Le groupe franco-allemand KNDS, acteur majeur du projet de char MGCS, a récemment annoncé son intention de placer 20% de son capital sur le marché boursier dans les semaines à venir. Cet événement marque l'une des introductions en Bourse les plus significatives dans le secteur de la défense en Europe.
Ce projet s'inscrit dans un désir plus large de renforcement des capacités militaires européennes face à la menace croissante de la Russie et aux tensions générées par l'administration de Donald Trump aux États-Unis.
« L'Europe entre dans une nouvelle ère en matière de défense et de sécurité », a déclaré Jean-Paul Alary, le directeur général de KNDS, basé à Amsterdam. « Les forces armées modernisent leurs infrastructures, et KNDS est idéalement positionné pour soutenir cette transition. »
Formé en 2015 de la fusion entre le français Nexter, anciennement sous contrôle étatique, et l'allemand KMW, KNDS se positionne comme un pilier incontournable de l'industrie de défense terrestre européenne, en concurrence avec des géants américains tels que General Dynamics.
Cette annonce fait suite à un récent accord entre Paris et Berlin concernant la gouvernance paritaire de l’entreprise, qui notamment fournit des chars, des véhicules blindés et des canons Caesar, en forte demande en Ukraine.

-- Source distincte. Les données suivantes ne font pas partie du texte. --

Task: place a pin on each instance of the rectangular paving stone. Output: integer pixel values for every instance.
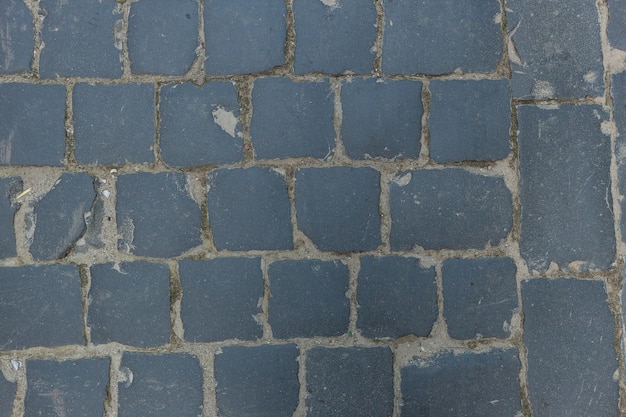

La valorisation de KNDS lors de cette opération devrait se situer entre 15 et 18 milliards d'euros, comme l'indique Bloomberg, avec une cotation envisagée à Paris et Francfort.
Le groupe lance son projet de Bourse après le succès retentissant de l'introduction de SpaceX à Wall Street, et fait également face à une tentative récente de CSG NV, un concurrent tchèque, de prendre une participation dans son capital.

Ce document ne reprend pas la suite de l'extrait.